Species on the Edge - Safeguarding Coast and Island Wildlife

Sculpted by wind and waves, Scotland’s coast and islands are amongst the most biodiverse areas in the UK.

Capitalising on the expertise and knowledge within Species on the Edge partner organisations, we will work on nine species recovery projects in seven coast and island landscape areas. The partnership will prepare joint work plans and share staff to achieve maximum benefits for more than 37 vulnerable and threatened species.

Blue and purple oyster plant on gravely sand.

Species Projects

Species are included in the projects because they are:

  1. highly reliant on Scotland’s less intensively managed coast and island habitats for their continued survival;
  2. included as a priority on the Scottish Biodiversity List; and
  3. we are confident that collaborative action will provide the necessary conservation benefits.

The nine projects and species they cover are:

  • Coastal Treasures of the Eastern Solway: amphibian and reptiles, primarily natterjack toad.
  • Bees on the Edge: great yellow bumble bee, moss carder bee and the northern colletes mining bee.
  • Invertebrates on the Edge: tadpole shrimp, medicinal leech, bordered brown lacewing, short-necked oil beetle and plantain leaf beetle.
  • Jewels of the north: Scottish primrose, purple oxytropis, Irish lady’s tresses, eyebrights, and oysterplant.
  • Rockin’ the Blues: small blue and northern brown argus.
  • Protecting Scotland’s Island Wonders: common pipistrelle, soprano pipistrelle, brown long-eared bat and Daubenton’s bat.
  • Farming Horizons: Greenland white-fronted goose, red-billed chough, lapwing, curlew, dunlin, red-necked phalarope, twite and corncrake.
  • Terning the Tide: Arctic tern, common tern and little tern.
  • A Brighter Future for Herb-rich Pastures: marsh fritillary, New Forest burnet moth, slender Scotch burnet moth, transparent burnet moth and Talisker burnet moth.
Species on the Edge - Infographic - Project areas


Infographic - Species on the Edge project areas identifying species groups for targeted action.

Project area summaries


Some of our species have highly specialist requirements but, where possible, the programme aims to achieve multi-species benefits. For example, managing grazing pressure at some sites will benefit breeding waders, as well as plants such as Irish ladies tresses, by reducing the effects of trampling and erosion.
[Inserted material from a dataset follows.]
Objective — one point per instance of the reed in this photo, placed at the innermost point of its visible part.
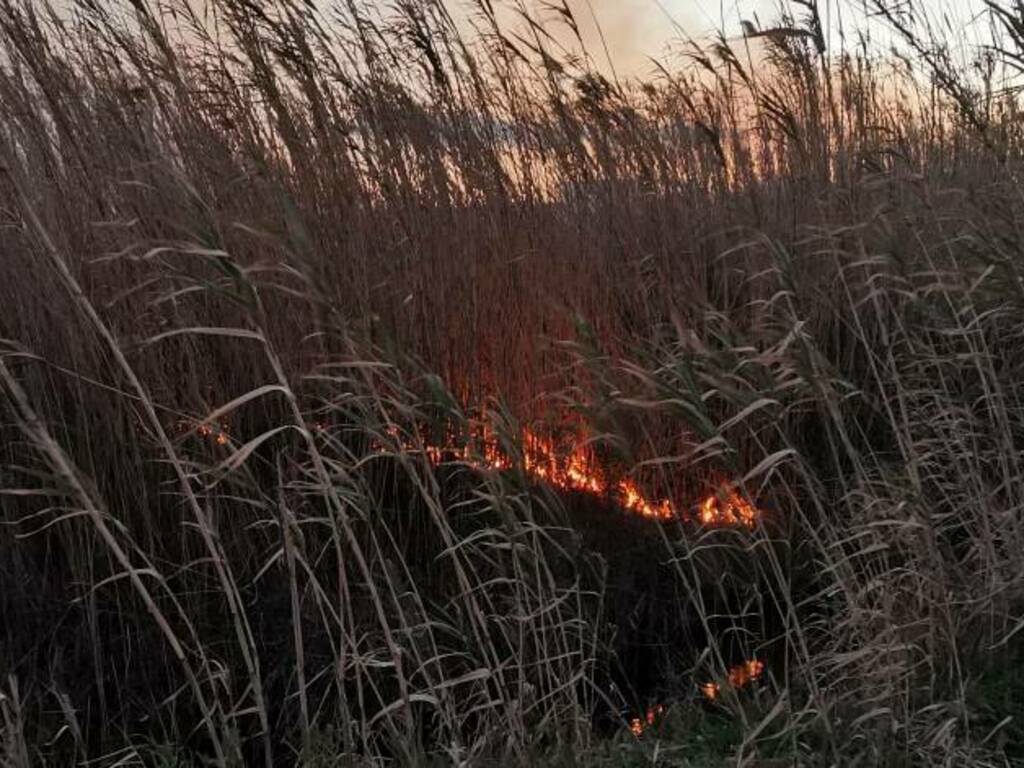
(288, 296)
Encouraging the re-establishment of sensitive, less-intense farming practices along coastal sites can benefit both our endemic Scottish primrose and our native pollinator populations; whilst managing scrub encroachment and the encroachment of non-native invasive species can benefit native plants, it also gives the opportunity for invertebrates, butterflies and moths to flourish.

Scottish Primrose (Primula scotica) Yesnaby, Orkney

Populations that have reduced to unviable levels may need greater assistance. For example, historic records show that medicinal leech, tadpole shrimps and purple oxytropis used to be much more extensive, so following guidance in the Scottish Code for Translocations, we will explore reintroductions to re-establish lost populations of these species.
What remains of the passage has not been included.